WILL DSM'S EMERGENCE HELP OR HINDER PROGRESS ? 
 
10. (C)  Diyarbakir human rights contacts told us that they 
saw DSM as "radical" and  "unlikely to bring anything 
constructive to the discussion about reform in the region." 
Bedirhanoglu said that he could not trust any group which 
could not spell out its end goal.  He claimed DSM,s end goal 
is &confederacy, independence, constitutional change in the 
context of the existing republic."   (Note: AMCONSUL Adana 
found this a fuzzy topic with DSM members in recent meetings 
as well, with one member encouraging us to read  Ocalan's 
books on the matter.  End Note.)  Diken said that DSM was an 
umbrella group of more radical former DEHAP/HADEP/DEP 
members, former PKK, recently-released PKK or rural political 
novices.  He said that,  in the short run, DSM was too 
immature, ill-focused ("they only think of what Imrali says," 
he said - a reference to Ocalan's place of incarceration), 
and ill-led to contribute much constructive to the regional 
political directive.  He mused that, in the long run, at 
least their existence might convince "those in the mountains 
that there is some place for them in the Turkish political 
world to some day return." 
11.(C)  Comment:  We share contacts' concern about the 
direction in which Turkey's southeast region seems headed. 
(Note: People in the southeast have been saying this for 
years. End Note.)  It is, at best, unclear as to whether the 
fits and starts of the GOT's EU-linked democratization 
process can produce a dynamic that will fulfill the demands 
in the region.  End Comment. 
 
12. (C) Comment (cont.): Meetings with new DSM players 
revealed a novice grass roots group resolute on pressing the 
pro-PKK agenda seemingly regardless of the clashes and 
violence such a tack would likely bring.  This appears to be 
upping the ante from DEHAP, whose members may have harbored 
some of the same sentiments but did not openly tout them. 
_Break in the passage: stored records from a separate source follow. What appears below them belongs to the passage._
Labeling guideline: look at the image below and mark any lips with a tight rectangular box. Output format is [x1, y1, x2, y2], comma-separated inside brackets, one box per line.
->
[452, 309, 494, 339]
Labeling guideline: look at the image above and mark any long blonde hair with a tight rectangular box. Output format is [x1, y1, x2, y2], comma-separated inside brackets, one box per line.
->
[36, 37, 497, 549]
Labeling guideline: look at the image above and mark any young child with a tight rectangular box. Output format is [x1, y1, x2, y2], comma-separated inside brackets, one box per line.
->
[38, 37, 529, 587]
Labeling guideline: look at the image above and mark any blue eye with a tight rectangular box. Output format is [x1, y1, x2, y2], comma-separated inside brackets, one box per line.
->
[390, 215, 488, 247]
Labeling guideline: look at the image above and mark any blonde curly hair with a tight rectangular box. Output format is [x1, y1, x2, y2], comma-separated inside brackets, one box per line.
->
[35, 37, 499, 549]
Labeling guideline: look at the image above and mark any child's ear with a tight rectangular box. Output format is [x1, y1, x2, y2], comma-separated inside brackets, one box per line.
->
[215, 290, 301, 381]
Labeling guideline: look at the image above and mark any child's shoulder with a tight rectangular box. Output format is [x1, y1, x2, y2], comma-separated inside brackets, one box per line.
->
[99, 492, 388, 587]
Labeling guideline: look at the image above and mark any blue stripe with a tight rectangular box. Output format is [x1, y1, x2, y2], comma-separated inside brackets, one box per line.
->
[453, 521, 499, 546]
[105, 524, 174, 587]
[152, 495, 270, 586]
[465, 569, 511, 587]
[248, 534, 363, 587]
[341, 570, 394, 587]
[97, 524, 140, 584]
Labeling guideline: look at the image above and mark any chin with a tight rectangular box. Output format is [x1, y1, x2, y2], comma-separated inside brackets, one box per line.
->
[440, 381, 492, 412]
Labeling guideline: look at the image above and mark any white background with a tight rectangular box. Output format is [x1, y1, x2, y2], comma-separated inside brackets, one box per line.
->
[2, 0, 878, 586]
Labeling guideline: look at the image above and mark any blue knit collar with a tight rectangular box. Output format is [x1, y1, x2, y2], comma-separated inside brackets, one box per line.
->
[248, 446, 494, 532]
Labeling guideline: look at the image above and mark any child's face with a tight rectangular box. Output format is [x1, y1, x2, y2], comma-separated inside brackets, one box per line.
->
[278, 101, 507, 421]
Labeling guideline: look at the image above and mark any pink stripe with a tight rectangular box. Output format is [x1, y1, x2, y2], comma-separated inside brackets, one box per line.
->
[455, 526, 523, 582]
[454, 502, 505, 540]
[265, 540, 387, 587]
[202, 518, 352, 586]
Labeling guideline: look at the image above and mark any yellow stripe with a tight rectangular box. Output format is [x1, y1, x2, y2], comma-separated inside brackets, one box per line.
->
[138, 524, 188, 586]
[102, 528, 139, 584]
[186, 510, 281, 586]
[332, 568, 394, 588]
DSM now does not seem focused on electoral outcomes and 
formal politicking.  It is unlikely to attract even as many 
votes as DEHAP in 2006-7 polling absent a surge in first-time 
rural voters.  Moderate Kurdish voters, especially some urban 
groups, are likely to look elsewhere, such as AK, ANAP and 
CHP (as in Tunceli), or a new party.  However, their presence 
on the electoral scene could well fragment the Kurdish vote 
and may increase the alienation from the Turkish mainstream 
of the rural Kurdish vote and urban PKK loyalists beyond the 
reach of hoped-for democratization progress. End Comment.